Павел сидит в своей коляске чуть в стороне. В разговорах не участвует. Когда к нему обращаются, делает вид, что не слышит. Его спокойный, терпеливый взгляд прикован к сходням. Он ждет Анну.

Поездка на острова

Они опоздали на теплоход. На прекрасный туристский теплоход, с уютными каютами, баром, кинозалом, скоростной теплоход, который тратит от Архангельска до Соловков всего одну ночь. Их подвело доверие к авиации.

— Зачем трястись ночь и утро в поезде, когда за полтора часа лету мы будем в Архангельске, — говорил Борский — ведущий в паре, — и нас из аэропорта доставят прямо на теплоход.
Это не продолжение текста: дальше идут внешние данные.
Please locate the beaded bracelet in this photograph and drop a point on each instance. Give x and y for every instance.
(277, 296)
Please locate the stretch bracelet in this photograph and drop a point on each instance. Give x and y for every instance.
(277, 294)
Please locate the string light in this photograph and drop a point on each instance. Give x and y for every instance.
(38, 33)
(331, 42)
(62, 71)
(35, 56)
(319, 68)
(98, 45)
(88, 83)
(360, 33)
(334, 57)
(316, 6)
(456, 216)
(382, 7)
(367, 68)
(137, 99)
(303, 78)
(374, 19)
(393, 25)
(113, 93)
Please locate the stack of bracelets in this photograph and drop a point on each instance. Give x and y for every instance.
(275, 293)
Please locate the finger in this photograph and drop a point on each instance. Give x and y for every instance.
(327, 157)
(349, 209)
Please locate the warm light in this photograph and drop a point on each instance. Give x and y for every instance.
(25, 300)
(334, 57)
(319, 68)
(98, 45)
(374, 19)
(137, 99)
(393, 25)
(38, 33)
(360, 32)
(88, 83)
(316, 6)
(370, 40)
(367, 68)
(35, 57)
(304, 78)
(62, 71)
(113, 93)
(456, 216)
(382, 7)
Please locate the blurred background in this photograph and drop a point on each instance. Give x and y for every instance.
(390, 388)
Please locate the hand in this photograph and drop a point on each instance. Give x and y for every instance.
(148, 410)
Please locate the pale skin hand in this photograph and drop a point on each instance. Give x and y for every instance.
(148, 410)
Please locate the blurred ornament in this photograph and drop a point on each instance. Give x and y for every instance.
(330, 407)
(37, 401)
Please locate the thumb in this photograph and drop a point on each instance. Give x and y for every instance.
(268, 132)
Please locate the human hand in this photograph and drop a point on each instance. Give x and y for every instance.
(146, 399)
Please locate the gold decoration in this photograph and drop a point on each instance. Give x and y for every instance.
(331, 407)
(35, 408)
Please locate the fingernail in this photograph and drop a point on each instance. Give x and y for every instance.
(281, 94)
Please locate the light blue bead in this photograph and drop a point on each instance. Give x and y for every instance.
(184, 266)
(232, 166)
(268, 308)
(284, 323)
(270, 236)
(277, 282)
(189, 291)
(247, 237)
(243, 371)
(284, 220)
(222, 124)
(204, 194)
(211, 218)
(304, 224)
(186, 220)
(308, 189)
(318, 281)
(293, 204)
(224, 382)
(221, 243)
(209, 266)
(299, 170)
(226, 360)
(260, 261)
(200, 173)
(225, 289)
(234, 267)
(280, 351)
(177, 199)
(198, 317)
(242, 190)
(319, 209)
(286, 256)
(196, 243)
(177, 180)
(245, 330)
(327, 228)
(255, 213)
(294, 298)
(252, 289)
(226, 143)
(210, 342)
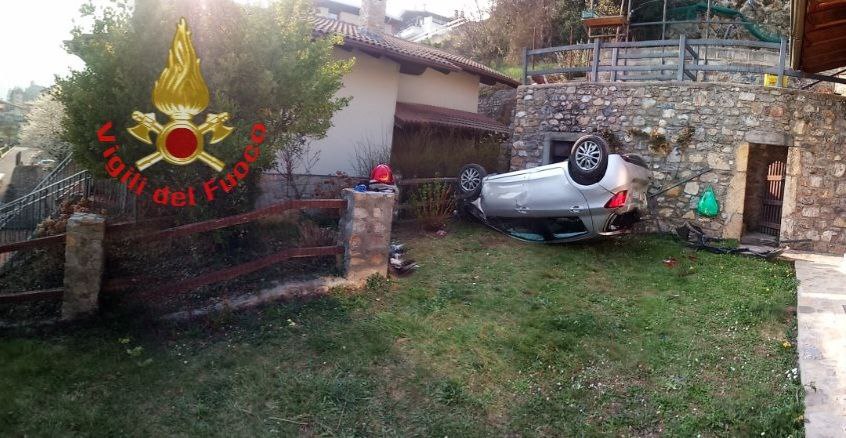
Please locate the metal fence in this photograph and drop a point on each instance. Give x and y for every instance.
(67, 181)
(678, 60)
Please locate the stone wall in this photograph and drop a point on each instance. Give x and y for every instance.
(365, 233)
(723, 120)
(497, 103)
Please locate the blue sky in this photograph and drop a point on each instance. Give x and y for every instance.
(32, 32)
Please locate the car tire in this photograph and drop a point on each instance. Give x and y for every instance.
(588, 160)
(469, 182)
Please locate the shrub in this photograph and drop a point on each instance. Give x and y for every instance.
(432, 204)
(427, 153)
(311, 234)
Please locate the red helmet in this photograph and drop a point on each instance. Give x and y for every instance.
(382, 174)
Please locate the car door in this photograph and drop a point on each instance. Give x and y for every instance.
(551, 194)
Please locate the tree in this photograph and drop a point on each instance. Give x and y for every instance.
(260, 64)
(43, 127)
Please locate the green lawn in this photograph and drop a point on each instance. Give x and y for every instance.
(490, 337)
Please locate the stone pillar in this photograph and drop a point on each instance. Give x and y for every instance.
(366, 234)
(83, 265)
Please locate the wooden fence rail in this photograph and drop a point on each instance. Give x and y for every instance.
(114, 285)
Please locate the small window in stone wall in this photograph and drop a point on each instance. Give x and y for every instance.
(559, 150)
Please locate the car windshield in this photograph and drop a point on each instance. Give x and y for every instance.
(540, 229)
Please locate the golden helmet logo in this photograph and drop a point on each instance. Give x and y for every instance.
(181, 93)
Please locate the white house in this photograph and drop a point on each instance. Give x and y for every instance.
(393, 82)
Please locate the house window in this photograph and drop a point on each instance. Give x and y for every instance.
(559, 150)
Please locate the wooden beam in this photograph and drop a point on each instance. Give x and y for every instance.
(239, 270)
(34, 295)
(238, 219)
(40, 242)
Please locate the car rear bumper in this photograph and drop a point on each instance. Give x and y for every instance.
(620, 223)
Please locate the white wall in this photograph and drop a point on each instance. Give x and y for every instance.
(456, 90)
(369, 118)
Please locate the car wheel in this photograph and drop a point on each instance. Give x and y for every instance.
(588, 160)
(470, 181)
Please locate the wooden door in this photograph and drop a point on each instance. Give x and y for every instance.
(773, 199)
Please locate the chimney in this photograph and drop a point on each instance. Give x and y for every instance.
(373, 15)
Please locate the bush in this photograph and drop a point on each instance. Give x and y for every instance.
(311, 234)
(427, 153)
(432, 204)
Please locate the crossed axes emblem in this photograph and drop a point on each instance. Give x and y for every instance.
(181, 93)
(180, 141)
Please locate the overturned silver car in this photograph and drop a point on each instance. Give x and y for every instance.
(592, 193)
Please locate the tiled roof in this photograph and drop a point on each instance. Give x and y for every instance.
(406, 51)
(419, 114)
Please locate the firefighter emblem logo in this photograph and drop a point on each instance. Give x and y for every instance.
(180, 93)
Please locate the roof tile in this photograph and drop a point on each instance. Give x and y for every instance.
(419, 114)
(392, 46)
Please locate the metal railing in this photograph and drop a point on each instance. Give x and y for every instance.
(29, 210)
(681, 59)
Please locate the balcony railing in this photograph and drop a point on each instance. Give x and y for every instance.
(660, 60)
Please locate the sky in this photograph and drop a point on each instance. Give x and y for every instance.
(35, 53)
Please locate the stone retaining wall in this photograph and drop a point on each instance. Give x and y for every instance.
(723, 120)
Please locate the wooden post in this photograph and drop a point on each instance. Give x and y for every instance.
(614, 64)
(782, 53)
(595, 66)
(525, 80)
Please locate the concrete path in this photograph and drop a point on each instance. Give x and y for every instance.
(822, 342)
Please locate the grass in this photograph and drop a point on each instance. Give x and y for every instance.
(490, 337)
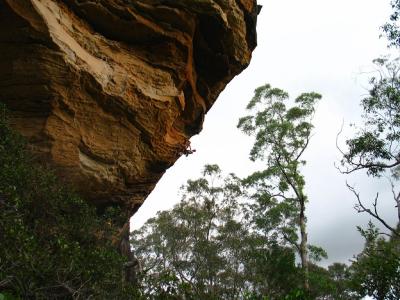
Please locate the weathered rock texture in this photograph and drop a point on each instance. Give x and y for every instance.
(110, 91)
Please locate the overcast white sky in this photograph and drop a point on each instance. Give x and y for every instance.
(310, 45)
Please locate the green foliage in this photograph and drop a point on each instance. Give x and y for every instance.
(282, 132)
(376, 270)
(392, 28)
(376, 145)
(53, 244)
(204, 247)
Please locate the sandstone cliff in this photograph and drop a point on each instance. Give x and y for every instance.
(110, 91)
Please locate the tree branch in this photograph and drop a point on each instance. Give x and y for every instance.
(360, 208)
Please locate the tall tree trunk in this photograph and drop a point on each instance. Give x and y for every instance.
(303, 245)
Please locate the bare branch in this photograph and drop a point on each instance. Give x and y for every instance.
(360, 208)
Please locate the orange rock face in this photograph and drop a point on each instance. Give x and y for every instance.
(110, 91)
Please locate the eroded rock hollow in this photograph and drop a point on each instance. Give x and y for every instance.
(110, 91)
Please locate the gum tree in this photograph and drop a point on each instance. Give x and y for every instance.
(282, 131)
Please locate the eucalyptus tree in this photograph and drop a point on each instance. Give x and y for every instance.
(282, 132)
(195, 250)
(375, 148)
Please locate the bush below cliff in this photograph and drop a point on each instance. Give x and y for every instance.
(54, 245)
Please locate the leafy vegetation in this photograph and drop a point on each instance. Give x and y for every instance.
(281, 136)
(54, 245)
(229, 238)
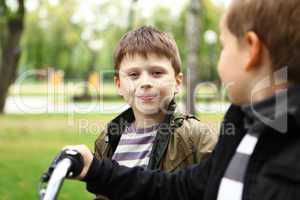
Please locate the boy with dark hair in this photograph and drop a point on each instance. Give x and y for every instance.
(260, 65)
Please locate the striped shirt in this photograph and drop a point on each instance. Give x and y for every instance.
(135, 146)
(232, 183)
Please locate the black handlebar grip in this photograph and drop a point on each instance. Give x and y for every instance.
(76, 166)
(77, 162)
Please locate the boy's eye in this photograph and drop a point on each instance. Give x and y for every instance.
(133, 75)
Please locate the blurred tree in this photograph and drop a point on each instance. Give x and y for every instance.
(11, 28)
(193, 29)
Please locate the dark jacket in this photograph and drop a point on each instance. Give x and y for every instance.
(273, 171)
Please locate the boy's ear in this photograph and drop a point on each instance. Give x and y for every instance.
(255, 50)
(179, 79)
(118, 84)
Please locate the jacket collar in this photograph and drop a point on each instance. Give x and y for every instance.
(275, 111)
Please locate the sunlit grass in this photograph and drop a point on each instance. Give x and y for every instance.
(28, 143)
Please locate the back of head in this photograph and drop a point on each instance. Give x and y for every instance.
(277, 24)
(144, 41)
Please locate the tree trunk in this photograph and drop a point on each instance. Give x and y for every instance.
(10, 50)
(193, 29)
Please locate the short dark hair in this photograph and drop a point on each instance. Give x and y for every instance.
(146, 40)
(277, 24)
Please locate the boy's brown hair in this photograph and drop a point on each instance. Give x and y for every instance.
(277, 24)
(146, 40)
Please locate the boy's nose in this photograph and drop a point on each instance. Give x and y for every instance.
(146, 82)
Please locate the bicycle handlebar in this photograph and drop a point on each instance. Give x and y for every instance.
(67, 164)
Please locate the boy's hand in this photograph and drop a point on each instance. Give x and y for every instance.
(87, 158)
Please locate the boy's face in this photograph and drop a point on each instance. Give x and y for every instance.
(232, 66)
(147, 84)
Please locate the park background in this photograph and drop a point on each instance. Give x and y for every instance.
(56, 76)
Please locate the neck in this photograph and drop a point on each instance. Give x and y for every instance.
(147, 120)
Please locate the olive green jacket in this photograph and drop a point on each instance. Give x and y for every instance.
(181, 140)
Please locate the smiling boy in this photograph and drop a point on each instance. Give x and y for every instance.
(151, 133)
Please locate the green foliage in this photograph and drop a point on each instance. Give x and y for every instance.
(52, 39)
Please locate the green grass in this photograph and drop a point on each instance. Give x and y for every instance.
(28, 143)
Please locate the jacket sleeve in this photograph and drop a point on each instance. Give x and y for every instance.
(202, 139)
(99, 151)
(108, 178)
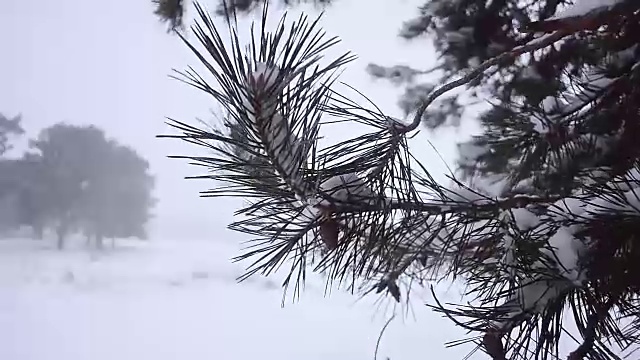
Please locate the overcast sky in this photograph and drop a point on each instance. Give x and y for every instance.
(107, 63)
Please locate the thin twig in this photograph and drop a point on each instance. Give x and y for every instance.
(375, 355)
(479, 71)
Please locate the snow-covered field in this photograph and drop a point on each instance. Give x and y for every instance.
(178, 299)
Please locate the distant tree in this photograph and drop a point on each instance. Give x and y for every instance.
(116, 201)
(9, 127)
(91, 183)
(9, 172)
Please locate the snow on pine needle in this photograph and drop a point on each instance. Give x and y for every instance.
(302, 199)
(366, 212)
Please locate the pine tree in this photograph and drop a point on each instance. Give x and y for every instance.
(552, 240)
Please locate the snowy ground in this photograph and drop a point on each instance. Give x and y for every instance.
(178, 299)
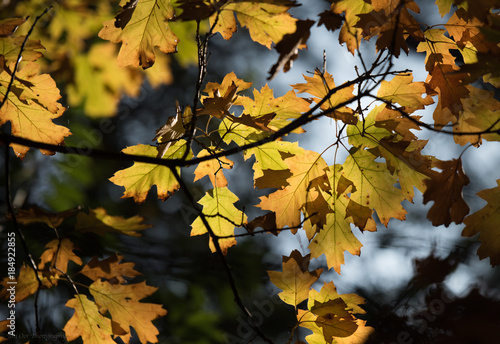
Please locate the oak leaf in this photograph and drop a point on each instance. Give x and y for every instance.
(139, 178)
(123, 304)
(450, 86)
(288, 201)
(266, 22)
(481, 112)
(171, 132)
(87, 322)
(99, 83)
(392, 23)
(437, 48)
(404, 91)
(445, 189)
(221, 215)
(336, 236)
(285, 108)
(31, 107)
(320, 86)
(374, 185)
(213, 168)
(98, 221)
(367, 133)
(26, 283)
(334, 323)
(289, 46)
(485, 222)
(140, 26)
(295, 280)
(349, 33)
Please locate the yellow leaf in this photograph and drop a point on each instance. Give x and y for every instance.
(267, 22)
(87, 322)
(437, 48)
(31, 107)
(288, 201)
(62, 252)
(402, 90)
(366, 133)
(140, 26)
(374, 185)
(285, 108)
(139, 178)
(110, 269)
(405, 158)
(336, 236)
(334, 321)
(99, 82)
(221, 215)
(319, 86)
(123, 304)
(295, 280)
(485, 222)
(99, 222)
(213, 169)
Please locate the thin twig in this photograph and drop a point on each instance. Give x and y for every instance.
(218, 249)
(7, 179)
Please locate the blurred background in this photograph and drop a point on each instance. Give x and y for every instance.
(421, 283)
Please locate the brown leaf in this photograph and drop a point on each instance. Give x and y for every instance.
(266, 222)
(445, 189)
(289, 47)
(110, 269)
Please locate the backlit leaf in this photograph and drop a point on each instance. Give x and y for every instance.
(123, 304)
(31, 107)
(288, 201)
(139, 178)
(295, 280)
(485, 222)
(87, 322)
(222, 216)
(140, 26)
(59, 253)
(98, 221)
(374, 185)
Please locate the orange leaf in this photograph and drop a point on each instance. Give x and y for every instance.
(402, 90)
(266, 22)
(140, 26)
(445, 189)
(288, 201)
(123, 304)
(31, 107)
(221, 215)
(485, 222)
(295, 280)
(213, 169)
(374, 185)
(110, 269)
(139, 178)
(87, 322)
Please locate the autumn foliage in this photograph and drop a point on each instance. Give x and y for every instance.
(99, 51)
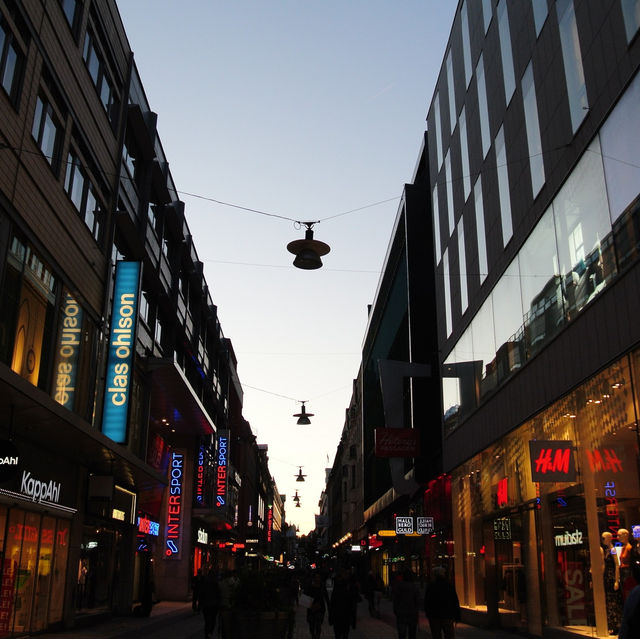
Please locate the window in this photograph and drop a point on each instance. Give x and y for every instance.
(462, 263)
(452, 91)
(464, 151)
(572, 58)
(631, 14)
(540, 11)
(98, 72)
(11, 61)
(506, 51)
(480, 231)
(536, 162)
(503, 183)
(47, 131)
(466, 47)
(483, 107)
(436, 223)
(82, 194)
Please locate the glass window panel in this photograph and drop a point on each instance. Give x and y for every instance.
(486, 14)
(452, 91)
(438, 121)
(541, 285)
(503, 183)
(620, 140)
(436, 223)
(447, 177)
(631, 13)
(464, 152)
(572, 57)
(483, 107)
(447, 291)
(464, 297)
(484, 346)
(540, 12)
(583, 229)
(480, 230)
(506, 51)
(507, 304)
(466, 46)
(536, 162)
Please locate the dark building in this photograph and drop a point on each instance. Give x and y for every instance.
(533, 133)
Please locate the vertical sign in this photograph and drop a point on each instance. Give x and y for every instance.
(175, 505)
(222, 463)
(121, 349)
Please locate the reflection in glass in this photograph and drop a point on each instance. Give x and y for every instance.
(572, 57)
(541, 285)
(583, 229)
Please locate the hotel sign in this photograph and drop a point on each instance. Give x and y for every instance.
(121, 349)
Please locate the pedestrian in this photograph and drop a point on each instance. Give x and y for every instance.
(343, 605)
(406, 605)
(320, 599)
(209, 602)
(441, 605)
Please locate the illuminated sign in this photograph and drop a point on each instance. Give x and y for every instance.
(121, 349)
(67, 351)
(269, 523)
(569, 539)
(39, 490)
(148, 527)
(222, 459)
(200, 474)
(552, 461)
(174, 505)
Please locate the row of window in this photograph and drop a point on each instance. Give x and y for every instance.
(588, 234)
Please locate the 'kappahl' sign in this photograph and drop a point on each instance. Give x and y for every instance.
(40, 490)
(121, 349)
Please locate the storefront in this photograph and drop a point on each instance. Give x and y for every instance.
(531, 512)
Борский достал туристские путевки в Соловки, куда после пожара, уничтожившего всю органическую жизнь на Заицких островах, вольных странников не только не допускали, но, буде кто прорвется, под конвоем возвращали на Большую землю. Ущерб, нанесенный Соловецкому архипелагу неорганизованными туристами, неизмеримо превзошел бесчинства курсантов Школы юнг, завладевшей островами после ликвидации СЛОНа (Соловецкий лагерь особого назначения) в 1939 году. Но морские курсанты стояли на страже Соловецких островов в пору Отечественной войны, чем искупили весь причиненный ими ущерб, хотя бы в моральном плане. Туристы не сделали ровным счетом ничего хорошего для островов ни в какую пору, напротив, разнуздываясь с каждым годом все больше, пускали на свои якобы романтические костры реликтовые деревья, истребили не только рыбу, водоплавающую и боровую дичь, но подобрались к тюленям, нерпам и зайцам, заразив немногочисленное и кроткое местное население беспримерным хищничеством. Отбраконьерив, натрескавшись ухи, не уступающей архиерейской, налившись водкой и пивом, романтики второй половины двадцатого века принимались щипать гитарные струны и петь горестные — не из своей биографии — песни, затем, взбодрив костры в защиту от комарья, забирались в палатки и засыпали, довольные собой и жизнью. В одну из подобных ночей сгорели дотла Заицкие острова. На чем и кончилась браконьерски-гитарная романтика в соловецком микромире.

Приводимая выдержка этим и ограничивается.